Jeremiah P. McCleery Memorial Remarks by Rep. McClintock
House Chamber, Washington, D.C. May 19, 2009. Mr. Speaker: I rise today with the sad duty of recognizing the death in combat of Army Specialist Jeremiah P. McCleery, age 24, of Portola, California.
Mr. Speaker, if you read the observations of his friends you very quickly realize that this was not only an irreplaceable loss to his family and a monumental loss to his community – but also a terrible loss to our country.
Miah, as he was known, was simply a good kid. He made friends easily, had a great sense of humor, and he had wanted to join the Army since he was four years old.
He was an exemplary soldier who commanded the friendship and respect of his colleagues. He had fallen in love with a girl at Fort Hood before he shipped out, with their whole lives ahead of them.
A friend of his, Josh Rodgers, was asked when Miah McCleery was happiest and the answer was, “Doing anything with his dad.”
They had lost his mother, Collette, to cancer a few years ago. His father, Joe, worked at a refuse collection company and later at a sheet metal business – and Miah was often at his side.
That same friend was asked why Jeremiah had enlisted. The response, “He always wanted to when he was a kid. He probably just wanted to out of patriotic duty and to serve. I think he wanted to go do his part.”
The question first asked by James Michener, thunders across the countryside with a loss like this: “Where do we get such men?”
M. Speaker, I don’t know how to offer condolences to Miah McCleery’s family; to his father Joe; to his sisters Lynette and Chastity, and to his grandparents and friends. The loss they bear is beyond my comprehension.
I can only offer my awe and gratitude that humanity has within itself a small band of brothers like Jeremiah McCleery who step forward not for treasure or profit nor even to defend their own freedom, but rather to win the freedom of a people half a world away. And they do it because their country asks and because it is virtuous and noble.
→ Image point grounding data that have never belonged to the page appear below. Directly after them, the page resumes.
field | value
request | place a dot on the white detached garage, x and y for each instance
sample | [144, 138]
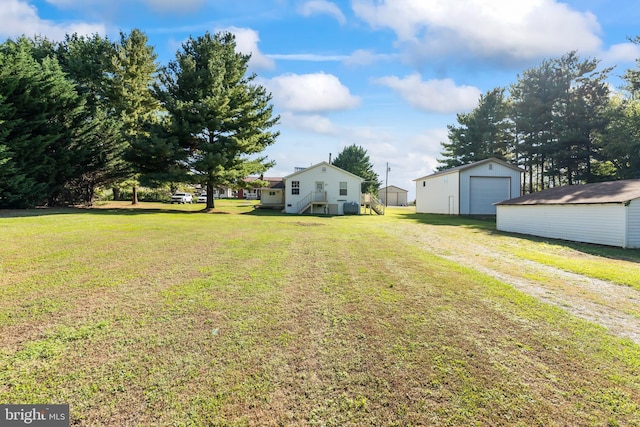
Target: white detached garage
[471, 189]
[606, 213]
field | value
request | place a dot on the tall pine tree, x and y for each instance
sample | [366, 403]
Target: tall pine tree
[219, 116]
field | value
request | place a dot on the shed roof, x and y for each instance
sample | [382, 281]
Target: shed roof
[602, 192]
[393, 187]
[472, 165]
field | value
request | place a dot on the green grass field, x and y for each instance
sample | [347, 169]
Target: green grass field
[165, 315]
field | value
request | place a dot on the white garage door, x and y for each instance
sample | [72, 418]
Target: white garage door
[485, 191]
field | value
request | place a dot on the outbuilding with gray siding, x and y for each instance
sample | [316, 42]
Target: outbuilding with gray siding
[470, 189]
[606, 213]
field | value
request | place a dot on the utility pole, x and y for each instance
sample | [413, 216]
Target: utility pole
[386, 188]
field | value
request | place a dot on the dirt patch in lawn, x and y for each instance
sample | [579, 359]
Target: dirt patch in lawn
[608, 304]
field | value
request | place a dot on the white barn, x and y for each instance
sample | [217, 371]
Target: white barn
[606, 213]
[322, 189]
[469, 189]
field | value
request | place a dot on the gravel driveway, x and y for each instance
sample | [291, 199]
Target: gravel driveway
[610, 305]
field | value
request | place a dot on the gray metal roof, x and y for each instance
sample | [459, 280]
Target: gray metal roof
[602, 192]
[472, 165]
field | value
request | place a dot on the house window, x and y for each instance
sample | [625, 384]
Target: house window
[343, 188]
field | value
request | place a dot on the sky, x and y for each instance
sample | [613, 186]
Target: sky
[386, 75]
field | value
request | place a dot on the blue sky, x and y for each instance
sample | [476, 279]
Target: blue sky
[388, 75]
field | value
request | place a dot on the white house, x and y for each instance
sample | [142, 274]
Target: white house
[606, 213]
[322, 189]
[393, 196]
[469, 189]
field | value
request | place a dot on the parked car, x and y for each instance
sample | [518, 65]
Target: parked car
[181, 198]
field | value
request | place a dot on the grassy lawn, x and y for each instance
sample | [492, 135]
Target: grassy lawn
[167, 315]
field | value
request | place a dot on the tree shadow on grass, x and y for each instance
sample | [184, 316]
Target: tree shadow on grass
[38, 212]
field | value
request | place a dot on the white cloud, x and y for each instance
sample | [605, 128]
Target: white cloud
[308, 57]
[183, 6]
[514, 30]
[440, 96]
[317, 92]
[323, 7]
[309, 122]
[367, 57]
[247, 43]
[20, 18]
[621, 53]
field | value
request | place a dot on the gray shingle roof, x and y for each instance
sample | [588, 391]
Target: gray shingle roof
[601, 192]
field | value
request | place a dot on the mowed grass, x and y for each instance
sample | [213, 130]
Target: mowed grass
[171, 316]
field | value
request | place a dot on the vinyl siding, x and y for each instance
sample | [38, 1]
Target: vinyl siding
[331, 177]
[598, 223]
[439, 194]
[633, 224]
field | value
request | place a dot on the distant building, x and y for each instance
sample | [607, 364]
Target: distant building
[322, 189]
[397, 196]
[469, 189]
[605, 213]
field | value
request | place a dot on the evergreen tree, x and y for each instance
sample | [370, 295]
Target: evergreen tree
[219, 116]
[134, 73]
[621, 139]
[558, 111]
[355, 159]
[483, 133]
[42, 110]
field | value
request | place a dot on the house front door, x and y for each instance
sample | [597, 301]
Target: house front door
[319, 195]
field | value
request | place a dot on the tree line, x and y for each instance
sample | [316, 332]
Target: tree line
[87, 113]
[560, 121]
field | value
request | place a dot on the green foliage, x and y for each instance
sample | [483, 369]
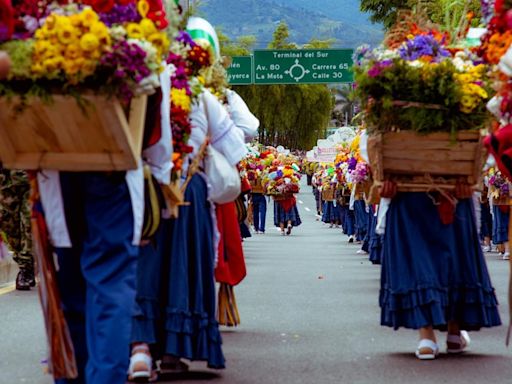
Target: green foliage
[242, 46]
[322, 19]
[384, 11]
[450, 14]
[294, 116]
[420, 98]
[20, 52]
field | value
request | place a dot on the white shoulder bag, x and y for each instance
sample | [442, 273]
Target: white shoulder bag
[224, 178]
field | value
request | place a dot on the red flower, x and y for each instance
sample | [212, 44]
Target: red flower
[102, 6]
[6, 18]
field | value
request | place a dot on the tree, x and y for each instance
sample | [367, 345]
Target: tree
[294, 116]
[344, 104]
[384, 11]
[447, 13]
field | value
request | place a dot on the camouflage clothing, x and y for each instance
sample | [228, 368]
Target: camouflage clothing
[15, 216]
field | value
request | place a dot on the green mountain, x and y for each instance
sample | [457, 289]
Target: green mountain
[322, 19]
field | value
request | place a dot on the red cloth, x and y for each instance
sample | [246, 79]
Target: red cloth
[6, 18]
[231, 265]
[153, 123]
[288, 203]
[446, 210]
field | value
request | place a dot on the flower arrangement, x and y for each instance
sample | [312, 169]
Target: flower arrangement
[281, 178]
[418, 85]
[112, 48]
[499, 186]
[188, 59]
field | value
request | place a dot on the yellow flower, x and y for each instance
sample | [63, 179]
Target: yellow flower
[101, 31]
[143, 8]
[89, 42]
[40, 47]
[72, 51]
[37, 69]
[134, 31]
[50, 22]
[92, 55]
[180, 98]
[88, 17]
[71, 67]
[51, 51]
[88, 67]
[66, 34]
[160, 41]
[148, 27]
[76, 21]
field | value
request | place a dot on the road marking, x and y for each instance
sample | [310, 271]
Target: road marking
[7, 289]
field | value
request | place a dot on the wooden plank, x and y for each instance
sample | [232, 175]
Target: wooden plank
[436, 136]
[70, 162]
[421, 167]
[60, 136]
[405, 154]
[136, 122]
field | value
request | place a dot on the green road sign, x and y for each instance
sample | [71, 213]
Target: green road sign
[315, 66]
[240, 71]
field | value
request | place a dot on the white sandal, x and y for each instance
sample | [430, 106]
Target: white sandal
[426, 344]
[462, 341]
[140, 359]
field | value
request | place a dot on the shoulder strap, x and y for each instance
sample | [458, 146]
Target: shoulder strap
[194, 165]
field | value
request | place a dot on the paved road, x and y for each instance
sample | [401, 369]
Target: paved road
[309, 315]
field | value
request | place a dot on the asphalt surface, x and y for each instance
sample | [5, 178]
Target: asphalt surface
[310, 314]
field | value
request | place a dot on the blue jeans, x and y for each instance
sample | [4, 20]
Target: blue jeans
[97, 275]
[259, 209]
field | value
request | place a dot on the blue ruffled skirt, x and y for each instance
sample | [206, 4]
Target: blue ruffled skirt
[191, 327]
[500, 225]
[349, 219]
[434, 273]
[362, 219]
[280, 216]
[331, 214]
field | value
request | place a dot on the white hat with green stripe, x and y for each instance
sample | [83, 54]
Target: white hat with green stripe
[202, 32]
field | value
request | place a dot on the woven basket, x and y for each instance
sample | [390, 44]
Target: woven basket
[64, 137]
[419, 163]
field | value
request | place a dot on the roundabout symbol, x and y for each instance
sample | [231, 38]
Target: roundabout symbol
[297, 68]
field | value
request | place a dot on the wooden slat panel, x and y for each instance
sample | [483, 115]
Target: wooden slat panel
[423, 166]
[441, 155]
[60, 136]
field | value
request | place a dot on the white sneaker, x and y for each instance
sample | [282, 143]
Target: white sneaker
[456, 343]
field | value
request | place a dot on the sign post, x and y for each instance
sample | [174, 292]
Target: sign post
[240, 71]
[315, 66]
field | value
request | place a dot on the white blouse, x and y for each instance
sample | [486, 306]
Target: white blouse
[209, 118]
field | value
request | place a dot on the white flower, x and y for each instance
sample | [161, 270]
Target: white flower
[118, 32]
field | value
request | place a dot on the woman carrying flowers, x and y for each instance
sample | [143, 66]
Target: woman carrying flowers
[176, 311]
[434, 275]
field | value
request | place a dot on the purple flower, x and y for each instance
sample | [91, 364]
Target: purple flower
[352, 163]
[121, 14]
[423, 46]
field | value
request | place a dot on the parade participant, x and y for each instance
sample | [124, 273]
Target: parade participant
[5, 65]
[259, 209]
[418, 291]
[486, 220]
[185, 286]
[331, 213]
[15, 224]
[286, 214]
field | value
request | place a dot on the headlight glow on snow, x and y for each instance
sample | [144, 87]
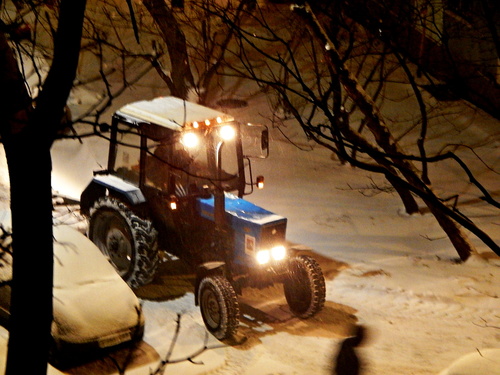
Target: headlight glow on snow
[263, 256]
[227, 132]
[190, 140]
[278, 252]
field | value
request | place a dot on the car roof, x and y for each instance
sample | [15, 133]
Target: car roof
[170, 112]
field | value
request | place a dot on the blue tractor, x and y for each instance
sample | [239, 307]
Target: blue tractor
[176, 175]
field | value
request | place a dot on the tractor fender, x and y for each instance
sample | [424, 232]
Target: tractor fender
[206, 269]
[102, 185]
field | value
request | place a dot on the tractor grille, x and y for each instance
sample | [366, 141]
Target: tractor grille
[273, 234]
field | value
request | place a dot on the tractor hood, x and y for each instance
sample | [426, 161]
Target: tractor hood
[254, 227]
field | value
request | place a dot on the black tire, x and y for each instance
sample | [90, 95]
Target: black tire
[304, 287]
[219, 306]
[129, 242]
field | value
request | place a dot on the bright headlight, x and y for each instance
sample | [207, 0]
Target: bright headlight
[227, 132]
[190, 140]
[263, 256]
[278, 252]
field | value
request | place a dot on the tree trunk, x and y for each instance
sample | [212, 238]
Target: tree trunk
[31, 301]
[181, 78]
[27, 135]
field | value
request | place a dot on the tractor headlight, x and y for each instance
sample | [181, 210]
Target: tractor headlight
[263, 256]
[277, 253]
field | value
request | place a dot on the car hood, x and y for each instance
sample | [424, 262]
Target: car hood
[96, 309]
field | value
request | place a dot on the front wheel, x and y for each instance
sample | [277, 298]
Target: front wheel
[219, 306]
[304, 286]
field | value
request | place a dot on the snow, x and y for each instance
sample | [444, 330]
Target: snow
[395, 274]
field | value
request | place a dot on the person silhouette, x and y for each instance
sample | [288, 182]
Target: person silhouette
[347, 361]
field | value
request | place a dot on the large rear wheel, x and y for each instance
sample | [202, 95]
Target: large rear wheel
[129, 242]
[219, 306]
[304, 286]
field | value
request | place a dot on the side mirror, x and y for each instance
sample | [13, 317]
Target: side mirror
[255, 141]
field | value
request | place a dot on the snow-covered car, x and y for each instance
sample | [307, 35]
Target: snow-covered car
[94, 309]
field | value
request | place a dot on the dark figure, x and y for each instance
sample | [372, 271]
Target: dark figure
[347, 362]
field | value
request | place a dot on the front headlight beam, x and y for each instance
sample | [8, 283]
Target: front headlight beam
[277, 253]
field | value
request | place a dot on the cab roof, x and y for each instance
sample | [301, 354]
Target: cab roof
[170, 112]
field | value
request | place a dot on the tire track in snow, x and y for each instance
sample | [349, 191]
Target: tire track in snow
[400, 302]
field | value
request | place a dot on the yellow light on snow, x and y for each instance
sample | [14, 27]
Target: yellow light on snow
[260, 182]
[227, 132]
[263, 256]
[190, 140]
[278, 252]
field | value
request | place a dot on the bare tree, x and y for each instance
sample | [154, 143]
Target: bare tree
[28, 130]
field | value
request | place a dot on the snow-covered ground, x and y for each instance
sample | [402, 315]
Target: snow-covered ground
[395, 274]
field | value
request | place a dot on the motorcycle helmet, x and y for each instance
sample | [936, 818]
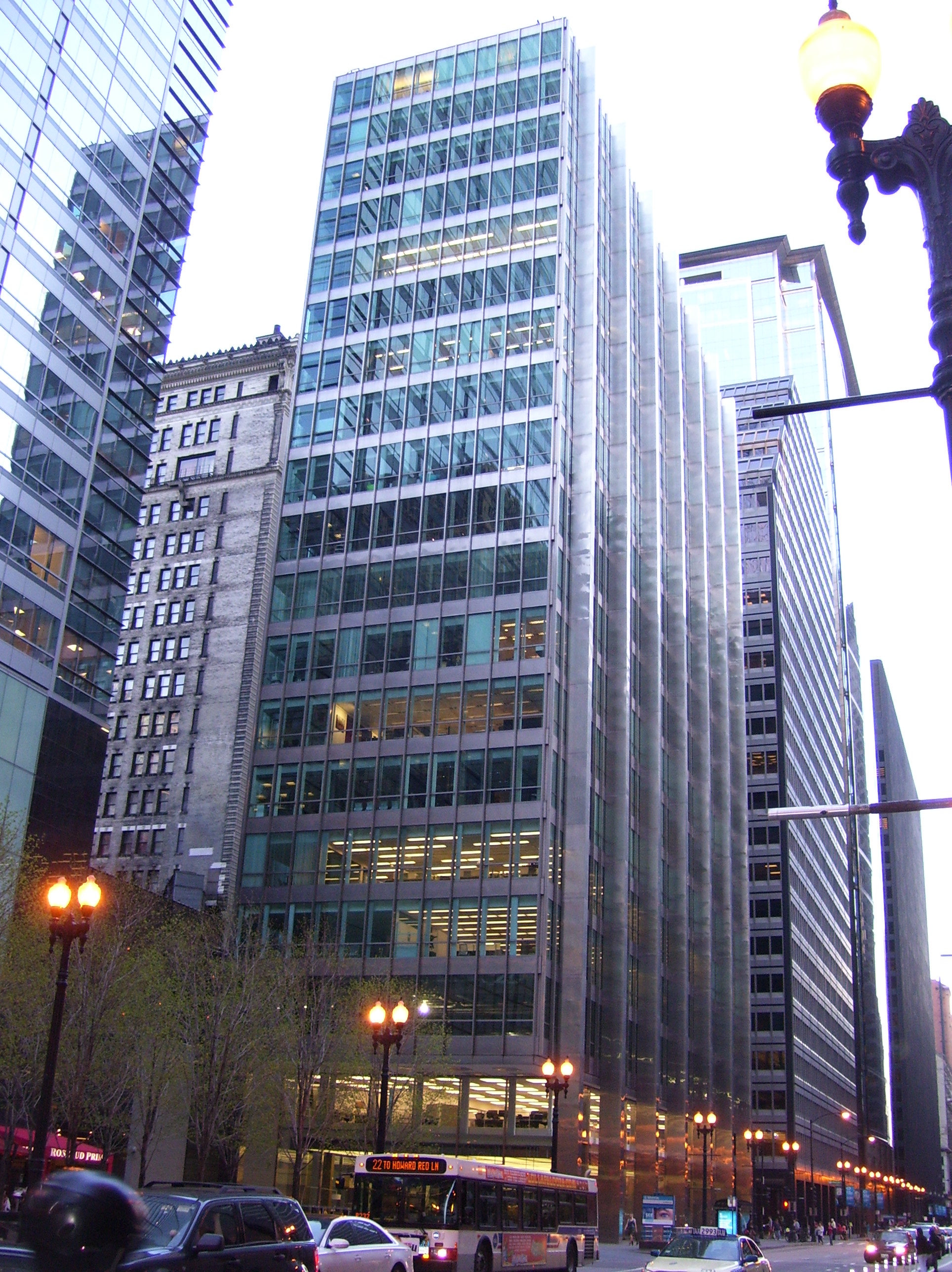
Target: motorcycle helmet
[80, 1220]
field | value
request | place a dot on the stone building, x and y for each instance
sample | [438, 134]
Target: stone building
[193, 629]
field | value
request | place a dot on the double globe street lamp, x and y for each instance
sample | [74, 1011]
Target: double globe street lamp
[386, 1034]
[755, 1143]
[556, 1084]
[65, 928]
[791, 1148]
[840, 68]
[704, 1130]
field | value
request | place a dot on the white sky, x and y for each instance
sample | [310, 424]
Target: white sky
[721, 133]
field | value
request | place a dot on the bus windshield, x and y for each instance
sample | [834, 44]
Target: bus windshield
[396, 1200]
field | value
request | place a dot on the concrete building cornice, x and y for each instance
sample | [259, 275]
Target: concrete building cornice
[268, 352]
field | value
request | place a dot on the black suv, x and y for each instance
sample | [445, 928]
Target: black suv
[213, 1228]
[224, 1227]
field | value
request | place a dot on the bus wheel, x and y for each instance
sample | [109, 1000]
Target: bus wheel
[483, 1261]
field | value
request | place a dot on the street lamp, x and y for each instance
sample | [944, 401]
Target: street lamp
[840, 72]
[65, 926]
[755, 1140]
[386, 1036]
[554, 1085]
[843, 1167]
[844, 1114]
[791, 1149]
[704, 1130]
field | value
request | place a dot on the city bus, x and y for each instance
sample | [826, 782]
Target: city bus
[475, 1216]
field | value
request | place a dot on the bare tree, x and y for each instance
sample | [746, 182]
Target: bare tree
[218, 1021]
[26, 991]
[312, 1017]
[101, 977]
[153, 1039]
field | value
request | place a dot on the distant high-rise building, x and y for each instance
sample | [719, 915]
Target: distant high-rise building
[501, 754]
[942, 1023]
[802, 1012]
[194, 626]
[768, 310]
[913, 1087]
[873, 1065]
[104, 129]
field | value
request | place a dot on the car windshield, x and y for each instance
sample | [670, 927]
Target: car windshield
[702, 1248]
[168, 1218]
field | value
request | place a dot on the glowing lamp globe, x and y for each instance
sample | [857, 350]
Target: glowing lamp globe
[377, 1015]
[59, 896]
[839, 54]
[89, 893]
[400, 1014]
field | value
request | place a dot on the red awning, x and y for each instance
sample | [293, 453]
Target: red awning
[56, 1148]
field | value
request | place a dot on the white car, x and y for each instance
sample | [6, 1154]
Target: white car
[700, 1251]
[354, 1244]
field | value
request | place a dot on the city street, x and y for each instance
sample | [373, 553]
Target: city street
[842, 1257]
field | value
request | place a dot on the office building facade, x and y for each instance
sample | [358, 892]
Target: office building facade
[189, 662]
[802, 1045]
[502, 610]
[764, 310]
[102, 131]
[942, 1022]
[913, 1084]
[873, 1069]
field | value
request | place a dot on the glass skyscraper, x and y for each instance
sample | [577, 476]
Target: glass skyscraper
[499, 751]
[104, 114]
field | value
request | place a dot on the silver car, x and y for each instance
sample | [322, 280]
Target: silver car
[356, 1244]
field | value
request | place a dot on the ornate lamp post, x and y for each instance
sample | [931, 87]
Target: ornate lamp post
[791, 1150]
[704, 1130]
[65, 926]
[386, 1036]
[843, 1167]
[844, 1114]
[554, 1085]
[840, 70]
[755, 1141]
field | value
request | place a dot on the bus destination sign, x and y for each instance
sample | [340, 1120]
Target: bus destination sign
[405, 1165]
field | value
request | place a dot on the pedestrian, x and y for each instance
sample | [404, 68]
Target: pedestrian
[937, 1248]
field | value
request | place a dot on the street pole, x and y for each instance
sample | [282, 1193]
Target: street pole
[386, 1036]
[554, 1087]
[704, 1127]
[52, 1051]
[65, 928]
[704, 1182]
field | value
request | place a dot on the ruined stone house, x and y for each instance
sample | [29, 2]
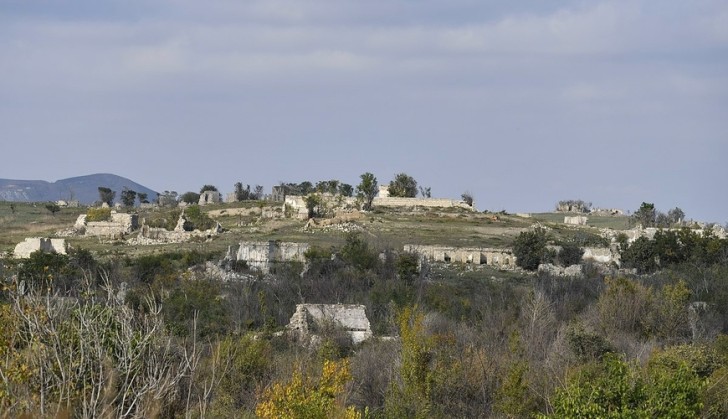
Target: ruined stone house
[210, 197]
[119, 225]
[578, 220]
[500, 258]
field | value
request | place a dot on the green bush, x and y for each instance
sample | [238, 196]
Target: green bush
[530, 249]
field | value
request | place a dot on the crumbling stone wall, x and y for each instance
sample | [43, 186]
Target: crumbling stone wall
[578, 220]
[119, 225]
[210, 197]
[34, 244]
[297, 204]
[420, 202]
[262, 255]
[351, 318]
[500, 258]
[604, 255]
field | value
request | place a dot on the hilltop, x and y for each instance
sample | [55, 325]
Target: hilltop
[82, 188]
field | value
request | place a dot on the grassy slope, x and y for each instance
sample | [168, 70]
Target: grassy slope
[384, 227]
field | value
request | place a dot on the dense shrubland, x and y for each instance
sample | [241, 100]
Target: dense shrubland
[149, 336]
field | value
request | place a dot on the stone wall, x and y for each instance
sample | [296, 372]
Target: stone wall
[578, 220]
[500, 258]
[309, 318]
[420, 202]
[34, 244]
[601, 255]
[119, 225]
[262, 255]
[210, 197]
[297, 204]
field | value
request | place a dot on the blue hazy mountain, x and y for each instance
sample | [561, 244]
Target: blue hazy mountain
[84, 189]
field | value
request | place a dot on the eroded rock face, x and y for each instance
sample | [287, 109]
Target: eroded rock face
[309, 318]
[262, 255]
[34, 244]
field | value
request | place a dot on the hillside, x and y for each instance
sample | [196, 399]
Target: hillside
[82, 188]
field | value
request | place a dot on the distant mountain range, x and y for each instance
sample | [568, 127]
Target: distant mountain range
[84, 189]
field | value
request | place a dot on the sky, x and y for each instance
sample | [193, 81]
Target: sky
[521, 104]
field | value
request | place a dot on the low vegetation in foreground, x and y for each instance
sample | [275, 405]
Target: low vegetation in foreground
[112, 330]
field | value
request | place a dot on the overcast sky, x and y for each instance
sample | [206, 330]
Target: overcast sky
[520, 103]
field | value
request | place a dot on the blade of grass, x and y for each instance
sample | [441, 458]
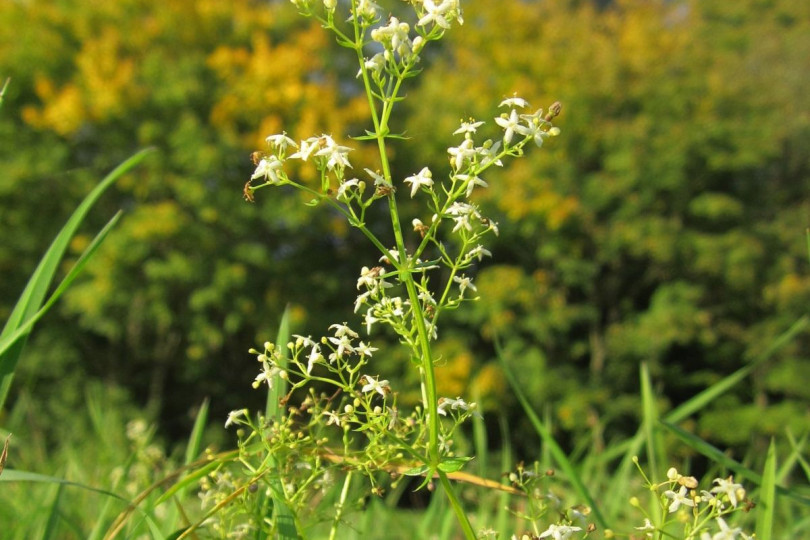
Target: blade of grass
[631, 447]
[53, 515]
[11, 475]
[35, 291]
[502, 517]
[655, 450]
[195, 439]
[556, 451]
[713, 453]
[274, 409]
[17, 336]
[766, 505]
[797, 448]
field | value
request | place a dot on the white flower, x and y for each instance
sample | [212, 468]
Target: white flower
[462, 214]
[307, 147]
[463, 283]
[728, 487]
[468, 127]
[336, 155]
[489, 154]
[344, 188]
[726, 533]
[332, 418]
[535, 131]
[367, 9]
[478, 252]
[510, 124]
[344, 345]
[343, 330]
[513, 102]
[471, 182]
[268, 168]
[370, 320]
[280, 142]
[379, 180]
[559, 532]
[648, 528]
[436, 13]
[314, 357]
[678, 499]
[461, 154]
[375, 64]
[365, 350]
[267, 375]
[454, 404]
[233, 416]
[423, 178]
[375, 385]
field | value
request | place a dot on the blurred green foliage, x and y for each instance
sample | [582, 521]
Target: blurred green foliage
[665, 225]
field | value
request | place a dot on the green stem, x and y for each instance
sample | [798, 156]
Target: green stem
[457, 508]
[404, 265]
[344, 493]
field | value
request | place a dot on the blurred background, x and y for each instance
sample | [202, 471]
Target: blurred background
[665, 225]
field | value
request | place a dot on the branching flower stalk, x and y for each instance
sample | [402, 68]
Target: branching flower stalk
[363, 403]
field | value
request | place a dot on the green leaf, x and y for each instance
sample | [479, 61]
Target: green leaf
[417, 471]
[766, 505]
[713, 453]
[451, 465]
[29, 307]
[11, 475]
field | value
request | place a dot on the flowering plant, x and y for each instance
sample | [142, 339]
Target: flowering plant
[407, 290]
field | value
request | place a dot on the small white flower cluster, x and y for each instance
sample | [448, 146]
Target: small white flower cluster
[707, 508]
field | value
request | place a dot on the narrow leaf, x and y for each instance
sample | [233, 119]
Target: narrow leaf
[766, 505]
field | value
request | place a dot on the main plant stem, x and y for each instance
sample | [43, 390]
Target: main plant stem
[429, 395]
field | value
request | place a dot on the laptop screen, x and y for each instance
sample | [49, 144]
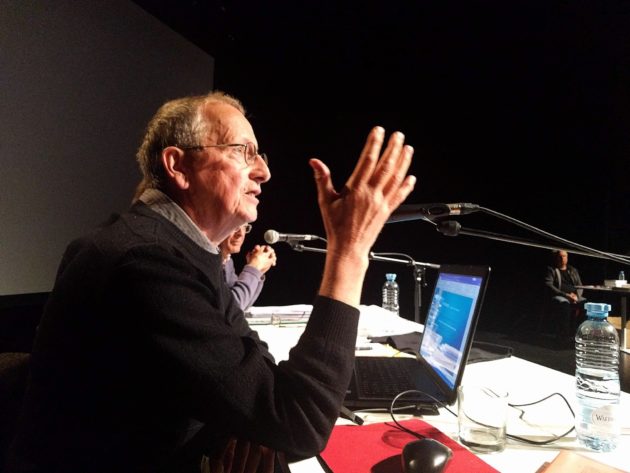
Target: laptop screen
[450, 318]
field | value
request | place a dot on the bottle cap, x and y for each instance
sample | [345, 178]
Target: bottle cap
[597, 309]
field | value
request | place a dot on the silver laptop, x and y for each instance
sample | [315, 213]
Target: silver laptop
[436, 371]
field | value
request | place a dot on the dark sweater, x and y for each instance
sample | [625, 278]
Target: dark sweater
[142, 345]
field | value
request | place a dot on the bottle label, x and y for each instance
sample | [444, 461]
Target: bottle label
[605, 418]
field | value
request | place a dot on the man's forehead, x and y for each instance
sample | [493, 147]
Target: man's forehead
[225, 119]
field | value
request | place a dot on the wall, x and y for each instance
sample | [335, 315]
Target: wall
[79, 80]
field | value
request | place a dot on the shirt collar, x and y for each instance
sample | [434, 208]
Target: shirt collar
[162, 204]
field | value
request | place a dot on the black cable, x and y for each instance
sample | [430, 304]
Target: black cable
[592, 251]
[521, 416]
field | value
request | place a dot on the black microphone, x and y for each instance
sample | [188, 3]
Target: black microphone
[430, 211]
[272, 236]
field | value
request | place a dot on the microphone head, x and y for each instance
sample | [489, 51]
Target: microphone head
[272, 236]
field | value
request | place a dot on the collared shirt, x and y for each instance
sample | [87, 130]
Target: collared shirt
[159, 202]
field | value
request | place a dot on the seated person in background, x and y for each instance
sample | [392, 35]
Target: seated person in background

A few feet from here in the Capitol Rotunda is a fresco called the “Apotheosis of Washington.” It depicts Gen. Washington, in uniform, ascending to the heavens, flanked by victory and freedom, and surrounded by the essence and fruits of a free nation. And in that depiction, Washington beckons.
From little towns like Portola, California, decent young men and women with promising futures like Jeremiah McCleery have answered. And I don’t know where we get such men and I don’t know how their families can bear it.
But I do know what we owe them. And I do know that we can never repay that debt, except to honor their memory and keep their sacrifice always in mind – those who gave up everything “To proclaim liberty throughout all the land, and unto all the inhabitants thereof.”